Ainsi, les compléments alimentaires qui contiennent les trois vitamines A, C et E, utilisée
pour réparer la fragmentation de l’ADN spermatique peuvent avoir l’effet pervers de
décondenser l’ADN du spermatozoïde. Or si l’ovocyte est équipé pour réparer les
fragmentations de l’ADN spermatique, il ne l’est pas pour réparer la décondensation de l’ADN.
(Menezo et col, 2007 ; Menezo et col, 2014).
Toutes ces anomalies de structure tertiaire aussi minimes soient elles induisent immédiatement
des retards dans les premières divisions embryonnaires.
Au final, les compléments alimentaires, qui contiennent des vitamines réductrices, peuvent avoir
l’effet pervers de décondenser l’ADN du spermatozoïde (Menezo et col 2014).
• La N acetyl cystéine (précurseur du glutathion) a un effet positif sur le sperme, via une
protection de la qualité mitochondriale (Gallo et al. 2018), il s’agit là de l’un des seuls
composés a efficacité scientifiquement prouvée.
• Le Co-enzyme Q10 sous forme Ubiquinone n’est peu ou pas absorbé efficacement. La
forme Ubiquinol semble meilleure sans toutefois avoir de démonstration scientifique
claire.
• La carnitine présentée comme une molécule antioxydante, ne l’est pas. Elle a un effet
bénéfique en favorisant le métabolisme des lipides et évite ainsi leur peroxydation.
• Les folates sont également présentés comme antioxydant à travers le cycle des folates et
de l’homocystéine et la production de glutathion (Menezo et col, 2022). Ils sont également
des effecteurs de la méthylation de l’ADN et assurent sa stabilité, et la régulation des
informations épigénétiques (empreinte génomique). Cependant, l’acide folique a forte
dose n’est pas une réponse appropriée car il provoque l’apparition de l’UMFA (acide
folique non métabolisé) qui exacerbe les défauts de méthylation du noyau du
spermatozoïde (Menezo Y, Clement P, Elder K, 2022) et diminue l’effet anti-oxydant. Ce
phénomène existe aussi en cas de mutation du gène MTHFR, même en cas de prise
de folates à doses faibles. Ce problème peut être réparé par l’utilisation du 5 MTHF (5
methylTetrahydrofolate) à la place de l’acide folique.
Les traitements antioxydants sont le plus souvent basés sur de fausses évidences. Les carences
sont en réalité assez rares (Brack et al ; Advances in Bioscience and Biotechnology, 2013, 4, 331-
339) et les traitements, dont la composition n’est pas, le plus souvent basés sur des études
scientifiques, sont généralement prescrits sans réel recul.

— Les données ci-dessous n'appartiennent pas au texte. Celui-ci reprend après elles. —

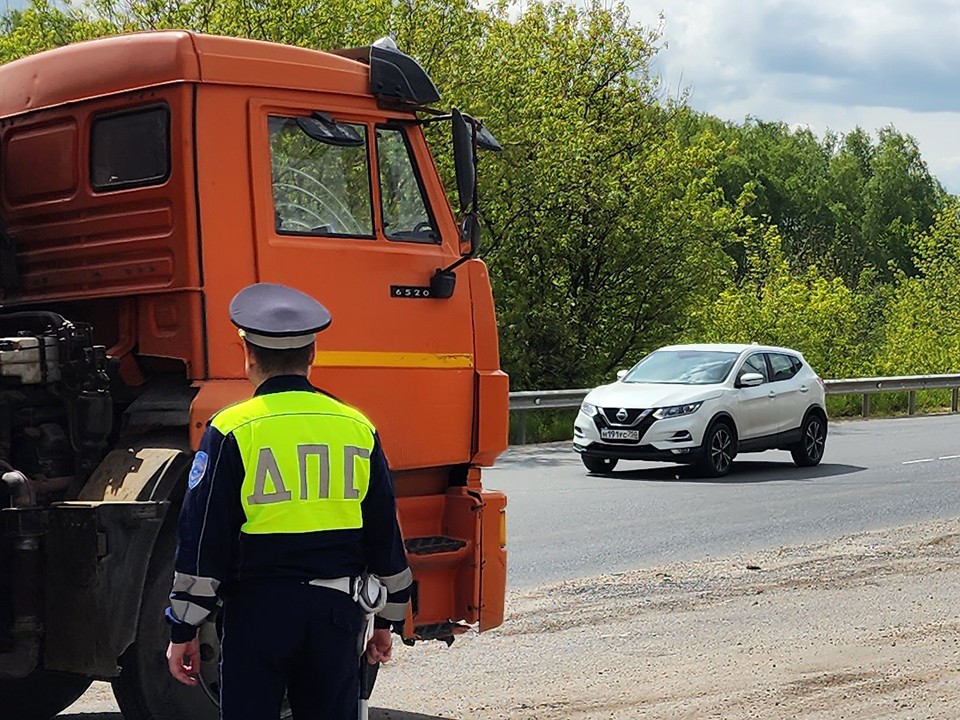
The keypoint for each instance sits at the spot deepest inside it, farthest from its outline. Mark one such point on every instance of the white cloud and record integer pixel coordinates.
(824, 64)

D’une façon globale, même si certains traitements semblent montrer une réelle efficacité, ils
restent controversés.
Conclusion
L’étude de la qualité de l’ADN spermatique doit faire partie du bilan d’exploration d’un
couple infertile au même titre que le spermogramme. En effet, nous avons vu qu’une
altération de l’ADN spermatique n’est pas corrélée avec les paramètres du spermogramme. Il est
donc inutile d’attendre les résultats de celui-ci pour demander une analyse de la qualité de l’ADN.
L’interprétation de ce résultat est délicate et les valeurs usuelles retenues seront
interprétées en fonction du but recherché (grossesse spontanée ou après AMP) mais aussi de
l’âge de la conjointe dont les ovocytes ont potentiellement des capacités de réparation d’un ADN
spermatique fragmenté.
La mise en place d’un traitement devra d’abord commencer par un interrogatoire soigné
du patient à la recherche d’une cause extrinsèque que l’on pourrait éliminer.

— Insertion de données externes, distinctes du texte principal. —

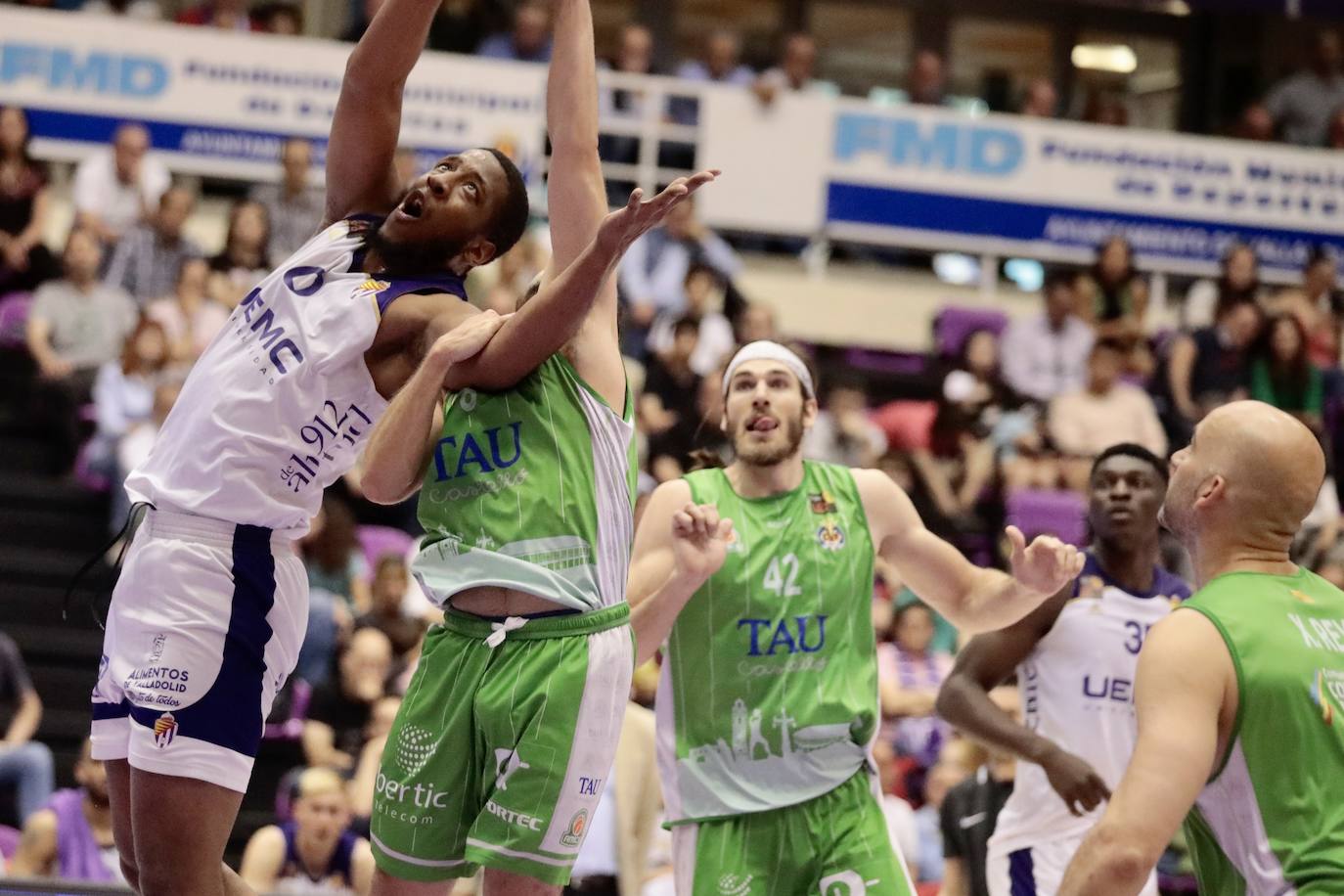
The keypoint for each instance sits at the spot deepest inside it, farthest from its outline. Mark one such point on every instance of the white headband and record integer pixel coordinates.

Certains traitements anti-oxydants pourront être mis en place en gardant à l’esprit qu’un produit
anti-oxydant peut devenir dans certains conditions pro-oxydant. Il faudra donc se méfier des
composés multi-vitaminiques qui peuvent faire plus de mal que de bien et pour cela connaître
leurs compositions.
Enfin ne pas oublier qu’un cycle de spermatogénèse dure 3 mois, et qu’il est inutile de
contrôler l’efficacité de l’arrêt d’un toxique ou de la mise en place d’un traitement moins
de trois mois après la fin de celui-ci.